L'érosion côtière est aussi un sujet de préoccupation et j'y suis particulièrement sensible, vous le savez. La situation est préoccupante, notamment sur l'île d'Ouvéa, qui est l'un des plus grands atolls du Pacifique avec 54 km de long, et sur l'île des Pins. Des protections pour les habitations ont été mises en place sur le littoral et l'État accompagne ces collectivités à travers un prêt « vert » au secteur public, porté par l'Agence française de développement (AFD). La Communauté du Pacifique, plus ancienne organisation de coopération régionale en Océanie, qui regroupe vingt-six États et territoires, est mobilisée sur ce sujet à travers le projet RESCCUE (restauration des services éco-systémiques et d'adaptation au changement climatique), qui est en phase opérationnelle depuis 2015 et soutient les pays et territoires océaniens dans la gestion des zones côtières. L'objectif est d'améliorer la résilience de ces territoires et de maintenir des activités qui dépendent de la biodiversité (pêche, tourisme etc.). Le risque de voir apparaître des « réfugiés climatiques français » est donc établi aujourd'hui et nous devrons veiller à intégrer l'ensemble des territoires ultramarins dans la réflexion sur l'adaptation des territoires littoraux au changement climatique.

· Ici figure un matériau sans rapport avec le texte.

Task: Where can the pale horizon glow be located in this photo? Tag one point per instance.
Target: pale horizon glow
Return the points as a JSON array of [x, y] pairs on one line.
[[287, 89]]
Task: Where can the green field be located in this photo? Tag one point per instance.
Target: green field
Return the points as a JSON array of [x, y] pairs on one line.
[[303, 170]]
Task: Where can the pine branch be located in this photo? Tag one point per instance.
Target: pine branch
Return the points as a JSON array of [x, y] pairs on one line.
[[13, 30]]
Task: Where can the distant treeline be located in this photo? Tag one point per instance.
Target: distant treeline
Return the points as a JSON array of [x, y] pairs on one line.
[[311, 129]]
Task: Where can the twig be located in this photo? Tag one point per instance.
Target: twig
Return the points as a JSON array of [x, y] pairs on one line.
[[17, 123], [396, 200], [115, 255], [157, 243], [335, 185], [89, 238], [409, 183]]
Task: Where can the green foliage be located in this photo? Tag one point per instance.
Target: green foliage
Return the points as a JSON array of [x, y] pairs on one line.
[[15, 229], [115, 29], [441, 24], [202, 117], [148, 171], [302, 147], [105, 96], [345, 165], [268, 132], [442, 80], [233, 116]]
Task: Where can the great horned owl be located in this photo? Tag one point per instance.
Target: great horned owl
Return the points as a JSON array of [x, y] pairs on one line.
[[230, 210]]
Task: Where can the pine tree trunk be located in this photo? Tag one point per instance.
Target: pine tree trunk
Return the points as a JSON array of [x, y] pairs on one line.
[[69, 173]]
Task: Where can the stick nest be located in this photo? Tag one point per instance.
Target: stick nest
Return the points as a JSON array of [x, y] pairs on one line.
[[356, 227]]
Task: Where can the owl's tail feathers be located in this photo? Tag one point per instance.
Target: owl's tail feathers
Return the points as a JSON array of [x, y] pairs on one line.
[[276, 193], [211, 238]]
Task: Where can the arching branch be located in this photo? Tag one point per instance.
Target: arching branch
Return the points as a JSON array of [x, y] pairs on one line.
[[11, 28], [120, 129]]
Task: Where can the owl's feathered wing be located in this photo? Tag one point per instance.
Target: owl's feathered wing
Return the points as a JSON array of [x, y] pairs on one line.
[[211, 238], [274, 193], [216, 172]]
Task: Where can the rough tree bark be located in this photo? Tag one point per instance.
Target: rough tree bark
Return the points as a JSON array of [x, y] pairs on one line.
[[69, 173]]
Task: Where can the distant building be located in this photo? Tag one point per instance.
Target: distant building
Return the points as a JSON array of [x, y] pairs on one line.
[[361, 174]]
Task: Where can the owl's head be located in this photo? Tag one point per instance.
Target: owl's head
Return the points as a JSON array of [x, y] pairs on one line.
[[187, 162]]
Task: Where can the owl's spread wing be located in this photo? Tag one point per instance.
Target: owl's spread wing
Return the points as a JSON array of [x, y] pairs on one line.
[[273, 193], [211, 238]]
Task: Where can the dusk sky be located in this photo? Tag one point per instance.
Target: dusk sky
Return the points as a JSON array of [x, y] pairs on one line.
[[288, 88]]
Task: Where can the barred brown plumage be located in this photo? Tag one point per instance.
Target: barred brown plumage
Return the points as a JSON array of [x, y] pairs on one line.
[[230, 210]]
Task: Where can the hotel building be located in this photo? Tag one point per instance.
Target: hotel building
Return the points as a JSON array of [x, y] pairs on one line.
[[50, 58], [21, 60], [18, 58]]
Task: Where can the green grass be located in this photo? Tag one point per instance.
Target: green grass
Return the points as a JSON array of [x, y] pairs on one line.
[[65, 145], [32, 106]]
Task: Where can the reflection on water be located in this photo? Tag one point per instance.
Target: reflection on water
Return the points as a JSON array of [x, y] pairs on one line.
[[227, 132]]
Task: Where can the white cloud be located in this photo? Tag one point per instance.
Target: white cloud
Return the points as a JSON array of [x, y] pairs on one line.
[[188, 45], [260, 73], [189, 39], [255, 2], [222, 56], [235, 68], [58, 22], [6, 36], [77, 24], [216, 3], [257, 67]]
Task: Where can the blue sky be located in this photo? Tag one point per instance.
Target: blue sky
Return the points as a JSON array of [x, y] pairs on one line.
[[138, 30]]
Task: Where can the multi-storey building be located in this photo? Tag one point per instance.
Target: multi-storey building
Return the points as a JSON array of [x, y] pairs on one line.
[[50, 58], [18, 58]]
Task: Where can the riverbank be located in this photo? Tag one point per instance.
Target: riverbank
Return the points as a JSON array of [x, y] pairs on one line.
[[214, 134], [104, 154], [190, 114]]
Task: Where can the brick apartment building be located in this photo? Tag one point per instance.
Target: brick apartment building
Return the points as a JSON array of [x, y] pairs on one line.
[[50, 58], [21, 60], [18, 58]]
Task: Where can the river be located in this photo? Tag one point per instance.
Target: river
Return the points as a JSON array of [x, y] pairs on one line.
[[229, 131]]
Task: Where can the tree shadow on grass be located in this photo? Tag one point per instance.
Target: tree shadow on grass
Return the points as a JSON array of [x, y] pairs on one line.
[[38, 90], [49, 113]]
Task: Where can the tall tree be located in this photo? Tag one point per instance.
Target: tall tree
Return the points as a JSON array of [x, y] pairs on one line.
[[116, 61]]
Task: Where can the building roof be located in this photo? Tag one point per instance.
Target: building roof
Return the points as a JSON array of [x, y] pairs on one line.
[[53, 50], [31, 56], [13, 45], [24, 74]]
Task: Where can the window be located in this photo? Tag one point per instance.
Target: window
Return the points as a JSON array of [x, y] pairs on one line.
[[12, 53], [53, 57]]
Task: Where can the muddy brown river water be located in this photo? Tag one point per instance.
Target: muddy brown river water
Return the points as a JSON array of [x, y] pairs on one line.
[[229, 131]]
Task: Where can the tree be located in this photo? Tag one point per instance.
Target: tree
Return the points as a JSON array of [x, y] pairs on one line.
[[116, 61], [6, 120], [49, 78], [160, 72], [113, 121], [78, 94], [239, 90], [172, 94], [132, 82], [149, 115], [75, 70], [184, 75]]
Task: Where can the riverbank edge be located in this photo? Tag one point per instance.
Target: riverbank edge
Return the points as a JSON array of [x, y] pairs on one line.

La question des feux de forêt m'a particulièrement touché. Ce risque est présent sur l'ensemble de la Nouvelle-Calédonie et c'est l'une des principales causes de la dégradation des milieux naturels. Une fois brûlées, les formations forestières laissent place à une végétation secondaire (savane, maquis), qui favorise la récurrence des feux. La forêt sèche aurait ainsi perdu 90 % de sa superficie originelle et cette proportion atteint 60 % pour la forêt humide. En 2017, 13 000 ha ont brûlés. Les chiffres dont je dispose pour la saison 2018 font état de 266 départs de feu pour une superficie brûlée de 6 511 ha mais les associations de protection de l'environnement que nous avons pu rencontrer ont fait état d'un chiffre global plus préoccupant de l'ordre de 20 000 ha brûlés par an. Il n'y a pas de Canadair, sur un territoire pourtant très vaste. En Corse, il y en a trois.

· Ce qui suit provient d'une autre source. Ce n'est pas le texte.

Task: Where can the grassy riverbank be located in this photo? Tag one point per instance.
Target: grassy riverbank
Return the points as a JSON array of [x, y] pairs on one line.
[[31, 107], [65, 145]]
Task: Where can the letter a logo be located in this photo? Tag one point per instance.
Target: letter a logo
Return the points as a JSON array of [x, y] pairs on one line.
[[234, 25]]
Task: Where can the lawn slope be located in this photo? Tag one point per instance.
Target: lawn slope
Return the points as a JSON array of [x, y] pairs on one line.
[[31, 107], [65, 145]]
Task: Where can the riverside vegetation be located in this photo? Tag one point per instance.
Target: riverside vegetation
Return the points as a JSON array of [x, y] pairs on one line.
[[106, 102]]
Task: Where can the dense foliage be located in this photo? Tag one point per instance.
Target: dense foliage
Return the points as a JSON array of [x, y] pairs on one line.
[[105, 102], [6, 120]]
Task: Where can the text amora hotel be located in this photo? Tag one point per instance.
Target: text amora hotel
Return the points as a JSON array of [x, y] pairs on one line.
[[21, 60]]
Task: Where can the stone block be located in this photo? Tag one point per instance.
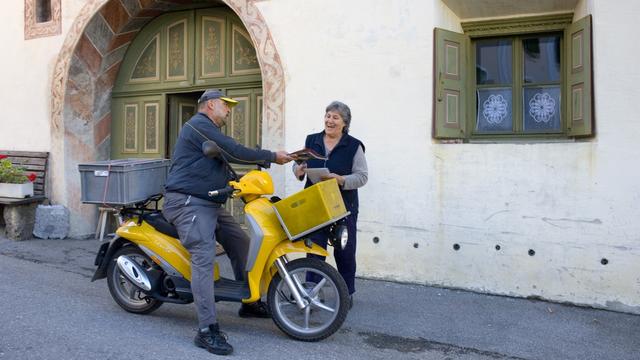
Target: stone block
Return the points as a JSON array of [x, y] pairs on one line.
[[52, 222], [19, 220]]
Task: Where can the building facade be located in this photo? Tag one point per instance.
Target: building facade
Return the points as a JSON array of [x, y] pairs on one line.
[[500, 139]]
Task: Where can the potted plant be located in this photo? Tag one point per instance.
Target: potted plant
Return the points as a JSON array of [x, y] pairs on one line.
[[13, 180]]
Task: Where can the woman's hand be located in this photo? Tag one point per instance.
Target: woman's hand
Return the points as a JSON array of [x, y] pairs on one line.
[[338, 178], [300, 170]]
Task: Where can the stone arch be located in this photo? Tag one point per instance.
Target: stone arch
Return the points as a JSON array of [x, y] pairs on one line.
[[84, 75]]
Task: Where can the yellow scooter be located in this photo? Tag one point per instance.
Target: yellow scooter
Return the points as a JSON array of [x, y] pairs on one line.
[[146, 265]]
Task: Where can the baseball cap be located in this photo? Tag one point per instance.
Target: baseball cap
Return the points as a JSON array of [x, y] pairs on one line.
[[216, 94]]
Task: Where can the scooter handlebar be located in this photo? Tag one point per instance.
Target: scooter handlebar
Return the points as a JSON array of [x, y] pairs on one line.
[[224, 191]]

Sur ce sujet, j'ai été surpris de constater que l'île des Pins, très exposée, est la seule commune de l'archipel à ne pas s'être dotée d'un centre communal d'incendie et de secours (CIS). La gestion des incendies repose sur la solidarité locale, les moyens de la brigade de la gendarmerie et l'acheminement de moyens de la direction de la sécurité civile, présents à Nouméa, à savoir des hélicoptères bombardiers d'eau et, le cas échéant, des moyens militaires de l'État.

Les règles régissant les terres coutumières, qui représentent environ 25 % du foncier néocalédonien, limitent les tentatives d'institution de servitudes d'urbanisme. À ce jour, on ne peut pas dire que le territoire ait engagé une véritable politique de prévention des risques naturels majeurs. La province Sud a adopté une délibération en 2006 prescrivant l'élaboration de cartographies des risques inondations mais ces documents ne constituent pas des plans de prévention des risques naturels (PPRN) dans la mesure où ils n'instituent pas de servitudes d'urbanisme ni de mesures de sauvegarde précises pour les populations. Un avis du Conseil d'État, rendu en octobre 2017, a précisé la question des compétences de chaque échelon d'action publique (gouvernement, provinces, communes). Sous réserves d'arbitrages futurs, la direction de la sécurité civile devrait porter cette politique avec le gouvernement, en commençant par l'élaboration de données cartographiques sur les risques mais l'institution de PPRN(s) n'est pas envisagée à ce stade.

S'agissant du parc naturel de la mer de Corail et de la surveillance de la zone économique exclusive (ZEE), nous avons pu en discuter avec Philippe Germain, membre du gouvernement, ainsi qu'avec des représentants du comité scientifique du parc et plus largement avec l'ensemble des acteurs que nous avons rencontrés.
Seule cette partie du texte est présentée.